The imperative weed shell Job pattern is retired for new buckets. Existing buckets (stars, trips, chat) are migrated to BucketClaims opportunistically; this ADR does not block on backfilling them.
| Aspect | Today (imperative Job) | Decided (COSI) |
|---|---|---|
| Creation | weed shell Job per bucket | BucketClaim CR in the app's deploy/ |
| Teardown on decommission | None (manual weed shell) | deletionPolicy: Delete reclaims the bucket |
| Credentials | Shared dummy duckdb/duckdb | Per-app via BucketAccess -> Secret |
| Object TTL/expiry | Separate, easily-orphaned Job | S3 lifecycle config alongside the claim |
| GitOps ownership | Partial (creation only) | Full (lifecycle end-to-end) |
deletionPolicy is chosen per bucket by data semantics: Retain for primary/user data that must outlive the app (e.g. chat attachment blobs are content-addressed permanent references), Delete for derived/rebuildable data (e.g. a future lakehouse-style serving store) so decommissioning reclaims it automatically. Object TTL is applied only to buckets that accumulate; content-addressed blob buckets get none.
Architecture
graph LR
subgraph app[App deploy/ in Git]
BC[BucketClaim]
BA[BucketAccess]
end
BC --> CTRL[COSI controller-manager]
BA --> CTRL
CTRL --> DRV[seaweedfs-cosi-driver]
DRV -->|create bucket| SW[(SeaweedFS S3)]
DRV -->|creds| SEC[Secret in app ns]
APP[App pod] -->|mounts| SEC
APP -->|S3 PUT/GET| SWA BucketClass (cluster-scoped) names the driver and the deletionPolicy; a BucketAccessClass names the driver and auth type. Apps reference these classes from their namespaced BucketClaim/BucketAccess. Deleting the BucketClaim (e.g. when its app's Application is pruned) triggers the driver to delete or retain the bucket per the class policy, closing the loop that the 34 GB orphan fell through.
Alternatives Considered
- Keep the imperative
weed shellJob pattern. Rejected: it is the status quo that produced the 34 GB orphan; create-only with no teardown or per-app creds. - Code self-ensures the bucket (boto3
create_bucketon first write). Used as an interim for thechatbucket.

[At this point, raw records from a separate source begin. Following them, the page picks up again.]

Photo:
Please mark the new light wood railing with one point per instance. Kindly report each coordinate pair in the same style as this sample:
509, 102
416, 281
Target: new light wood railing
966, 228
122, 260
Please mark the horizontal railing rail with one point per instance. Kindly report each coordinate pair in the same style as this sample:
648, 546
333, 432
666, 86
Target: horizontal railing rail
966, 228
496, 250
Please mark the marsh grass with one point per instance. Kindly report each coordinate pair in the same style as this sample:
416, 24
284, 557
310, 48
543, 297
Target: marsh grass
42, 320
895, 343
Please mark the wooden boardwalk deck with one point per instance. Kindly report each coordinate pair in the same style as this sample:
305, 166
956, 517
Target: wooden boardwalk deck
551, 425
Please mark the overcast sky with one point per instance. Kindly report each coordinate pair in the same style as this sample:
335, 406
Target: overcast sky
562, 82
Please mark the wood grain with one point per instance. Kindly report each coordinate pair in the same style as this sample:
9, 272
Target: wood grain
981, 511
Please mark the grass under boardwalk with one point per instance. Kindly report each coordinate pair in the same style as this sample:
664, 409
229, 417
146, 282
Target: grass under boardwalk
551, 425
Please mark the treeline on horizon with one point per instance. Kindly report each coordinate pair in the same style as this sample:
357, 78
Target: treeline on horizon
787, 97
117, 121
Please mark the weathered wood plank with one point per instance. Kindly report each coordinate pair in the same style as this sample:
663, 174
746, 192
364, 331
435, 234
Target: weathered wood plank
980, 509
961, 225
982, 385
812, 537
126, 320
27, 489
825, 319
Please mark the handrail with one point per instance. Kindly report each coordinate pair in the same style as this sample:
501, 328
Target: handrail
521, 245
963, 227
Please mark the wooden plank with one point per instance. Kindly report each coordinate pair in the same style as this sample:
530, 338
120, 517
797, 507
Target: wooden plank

Rejected as the standard: still no teardown, no declarative state, invisible to GitOps, and scatters provisioning logic across every app. - Crossplane with a generic S3 provider pointed at SeaweedFS. Rejected: heavyweight to introduce solely for buckets, and provider-aws S3 against SeaweedFS hits S3-API-compatibility gaps. Revisit only if we adopt Crossplane for other reasons.
Security
Baseline per docs/security.md. Cluster-wide SeaweedFS S3 auth is currently disabled (the s3AccessKeyId: duckdb dummy creds only satisfy boto3's "value required" check). COSI BucketAccess provisions per-app credentials into a Secret, which is the prerequisite for eventually enabling SeaweedFS auth and giving each app least-privilege access to only its bucket. This ADR does not enable auth on its own; it makes per-app creds the default so enabling auth later is incremental rather than a flag day.
Risks
| Risk | Likelihood | Impact | Mitigation |
|---|---|---|---|
| COSI is still a k8s-sig project (beta APIs) | Medium | Medium | Pin the API version; the blast radius is bucket provisioning, not data-path; existing buckets keep working unmanaged during migration |
seaweedfs-cosi-driver is community-maintained | Medium | Medium | Vet on a non-critical bucket (chat) first before migrating stars/trips; keep the manual weed shell recovery documented |
| SeaweedFS S3 lifecycle/TTL has rough edges (creation-vs-modification-time semantics, open bugs) | Medium | Low | Only rely on TTL for accumulating buckets; test expiry behavior before depending on it; content-addressed buckets need no TTL |
deletionPolicy: Delete deletes a bucket whose data was actually wanted | Low | High | Default to Retain for anything primary/user-facing; reserve Delete for explicitly derived/rebuildable stores |
Open Questions
- Maturity vetting of
seaweedfs-cosi-driveragainst this SeaweedFS version before it becomes load-bearing forstars/trips. - Whether and when to enable cluster-wide SeaweedFS S3 auth now that per-app creds become available.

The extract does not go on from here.